Ingredients:
- 1 cup quinoa (170 g)
- 2 cups water or vegetable broth (500 ml)
- Pinch of salt (to taste)
- 1 red bell pepper, chopped
- 1 zucchini, sliced
- 1 small red onion, chopped
- 1 cup cherry tomatoes, halved
- 2 tablespoons olive oil (30 ml)
- Salt and pepper to taste
- 1 teaspoon dried oregano (5 g)
- 2 tablespoons tahini (30 g)
- Juice of 1 lemon
- 1 garlic clove, minced
- 1-2 tablespoons water (15-30 ml, to thin)
Instructions:
- Preheat your oven to 400°F (200°C).
- Rinse the quinoa under cold water. In a medium saucepan, combine quinoa, water or vegetable broth, and pinch of salt. Bring to a boil.
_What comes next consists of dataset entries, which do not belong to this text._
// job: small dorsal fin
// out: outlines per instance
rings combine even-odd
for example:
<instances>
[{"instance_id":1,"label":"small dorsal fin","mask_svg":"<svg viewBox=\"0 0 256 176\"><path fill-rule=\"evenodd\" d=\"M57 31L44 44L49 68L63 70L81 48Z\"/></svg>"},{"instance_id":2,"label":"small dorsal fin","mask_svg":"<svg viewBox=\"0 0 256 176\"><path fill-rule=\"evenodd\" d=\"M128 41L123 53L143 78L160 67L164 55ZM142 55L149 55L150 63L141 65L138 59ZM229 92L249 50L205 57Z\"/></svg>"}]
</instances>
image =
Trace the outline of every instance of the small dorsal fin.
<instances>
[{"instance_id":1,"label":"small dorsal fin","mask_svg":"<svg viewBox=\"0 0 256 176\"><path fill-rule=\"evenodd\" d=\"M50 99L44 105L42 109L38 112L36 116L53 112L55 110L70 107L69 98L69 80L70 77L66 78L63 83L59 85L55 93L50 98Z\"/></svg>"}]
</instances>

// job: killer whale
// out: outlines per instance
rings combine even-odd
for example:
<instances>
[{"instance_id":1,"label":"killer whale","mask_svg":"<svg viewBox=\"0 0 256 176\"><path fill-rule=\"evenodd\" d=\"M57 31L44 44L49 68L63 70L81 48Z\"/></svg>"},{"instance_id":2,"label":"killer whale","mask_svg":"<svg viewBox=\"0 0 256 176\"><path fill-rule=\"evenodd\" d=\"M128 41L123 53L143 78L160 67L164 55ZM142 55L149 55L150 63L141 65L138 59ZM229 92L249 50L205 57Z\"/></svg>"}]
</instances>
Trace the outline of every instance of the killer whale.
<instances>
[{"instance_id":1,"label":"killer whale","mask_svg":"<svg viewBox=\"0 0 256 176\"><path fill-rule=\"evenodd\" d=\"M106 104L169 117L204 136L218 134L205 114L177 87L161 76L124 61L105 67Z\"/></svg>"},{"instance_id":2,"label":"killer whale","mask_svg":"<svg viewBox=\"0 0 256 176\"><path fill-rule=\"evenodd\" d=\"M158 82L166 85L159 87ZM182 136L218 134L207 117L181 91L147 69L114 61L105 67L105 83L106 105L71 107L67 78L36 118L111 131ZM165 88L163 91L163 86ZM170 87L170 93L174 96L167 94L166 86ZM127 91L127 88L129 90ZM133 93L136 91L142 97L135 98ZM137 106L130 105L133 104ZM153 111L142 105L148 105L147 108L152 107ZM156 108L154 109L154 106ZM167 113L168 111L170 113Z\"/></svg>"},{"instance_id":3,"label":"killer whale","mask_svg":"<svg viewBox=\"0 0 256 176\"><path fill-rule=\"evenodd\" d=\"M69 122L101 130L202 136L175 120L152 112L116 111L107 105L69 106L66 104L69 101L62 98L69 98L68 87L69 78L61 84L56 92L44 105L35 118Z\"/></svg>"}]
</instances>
- On a baking sheet, toss the red bell pepper, zucchini, red onion, and cherry tomatoes with olive oil, salt, pepper, and oregano. Spread evenly and roast in the preheated oven for 20-25 minutes, or until tender and lightly browned.
- Once boiling, reduce the heat to low, cover, and let simmer for 15 minutes. Fluff with a fork when done.
- In a small bowl, whisk together tahini, lemon juice, minced garlic, salt, pepper, and enough water to achieve desired consistency.
- In a large mixing bowl, combine cooked quinoa, roasted vegetables, and drizzle with dressing. Toss gently to combine.
- Portion into bowls and enjoy warm or at room temperature.